Halloween is a fun time of year, with costumes, candy and make-believe adventures. It can also be a time full of fear and anxiety due to Halloween TV specials, scary costumes, and teenage pranks. Therefore, it seems like an opportune time to discuss how to handle childhood fears, in many shapes and sizes. To help explore this topic (and stick with our Halloween theme), let’s use the metaphor of that favorite Halloween outing, the Haunted House, as we learn how to address anticipatory anxiety and specific phobias, including separation anxiety.

If you’ve ever gone to a Haunted House yourself, you know that the fun starts before you even enter the doors. Waiting outside, in the dark and the cold, some ghosts and ghouls show up to give you a preview of the tricks and treats waiting within. For the excited teens waiting for the thrill of the scare, this is part of the fun. But for the uninitiated, or the fearful, this can be torture. Who knows where they will show up next? Who knows what they might do to you? If it’s this bad now, what will it be like inside?

Anticipatory anxiety can be the most difficult form to face, because it is dealing with the unknown. The “what if’s” can be overwhelming, and impossible to answer. As caregivers, we instinctually try to help by soothing and telling the anxious child that “everything will be OK.” For a highly anxious person, this can actually be the WORST thing you can say! How do you know everything will be OK? You can’t know, and the child knows that. Instead, try playing the Worst Case Scenario game. What if he’s right? What if all the things he’s worrying about do come true, what then? Helping him to see that there is a way out, that the world will go on, can actually be more soothing than denying the possibility of his fears.

When the anticipatory anxiety is of a reality-based fear (e.g. a spelling test) or a transition (a substitute teacher), then use soothing rituals and routines to try to help the child get through the fearful situation. Familiar routines and soothing objects, such as a stuffed animal friend waiting in the backpack, can make a scary situation seem less out of the ordinary, and therefore less scary. Helping the child to know what to expect by explaining what is likely to happen, reading stories of kids in similar situations, even making them up if necessary, will help to take away the “unknown” element, therefore lessening the fear.

Once we enter the Haunted House, the type of fear that we face changes. Now, we are facing the stuff of nightmares. Freddie, Jason, that Texas Chainsaw guy, all brought to life before our eyes. This is where we face our fears, our phobias, and the things that go bump in the night.

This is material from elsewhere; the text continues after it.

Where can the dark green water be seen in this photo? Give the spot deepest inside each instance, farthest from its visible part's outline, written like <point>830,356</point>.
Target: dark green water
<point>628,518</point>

One of the most common childhood fears is Separation Anxiety. While this is normal in the toddler years, it often re-occurs when major transitions are faced, such as starting kindergarten or all-day school in 1st grade. I even see it returning often in middle school, as the increased expectations of school make some kids crave the safety and security of home. Separation anxiety is real, and, like most fears, must be faced to be overcome. Allowing the child to stay home, or the mom to stay at the school, is an avoidant strategy that will only allow the fear to grow stronger next time. The same is true when dealing with real life “monsters”, such as the neighbor’s dog, scary Halloween costumes, playground bullies, or Aunt Betsy’s musty smelling basement.

Aureen Pinto Wagner uses the Worry Hill to help explain to children how important it is to face a fear. Just like riding a bike up a steep hill, it is hard work to separate from mom, or face other phobias, but once we get to the top of the hill, the peak of the fear, it is never as bad as it seems. On the other side, you can coast down the hill, flying fast and free with minimal effort. The other side of the fear is the same way. And the memory of how much easier it was than it appeared will make it easier the next time, and the next time, until what once seemed to be a mountain is now just a bump in the road. She cautions against jumping off the side of the hill before reaching the peak by avoiding the fearful situation. This will only serve to make the climb seem even harder, maybe even impossible, the next time around.

We can help kids to feel brave enough to face their fear through make believe. For Halloween, allow them to dress as powerful figures, such as the brave knight or the fairy princess with magical powers that can ward off the evil-doers. Test anxiety can be relieved by giving the child a “Magic Pencil,” that only knows how to write correct answers. Of course, don’t enact magic powers unless you can be sure that the perceived threat is unrealistic. Role play can also be a great way for a child to act out ways to deal with a scary situation before facing the real thing. Adults can take on the role of the child to model bravery and new coping skills, or the child can try them on for size to have a successful dress rehearsal.

When helping to prepare a child for facing a fear, remember to project confidence that the child is able to succeed. Your anxiety about her inability to face her anxiety can make the situation worse, or even create worry that wasn’t there to begin with.

We have now completed our tour of the Haunted House, and the horrors that lie within and without. I hope the fears and anxieties you found here will now be a little easier to manage the next time around. Anxiety is a normal part of life, and something each of us must learn how to face. Helping children to learn how to cope with their fears is a tremendous gift that will enhance their lives for years to come.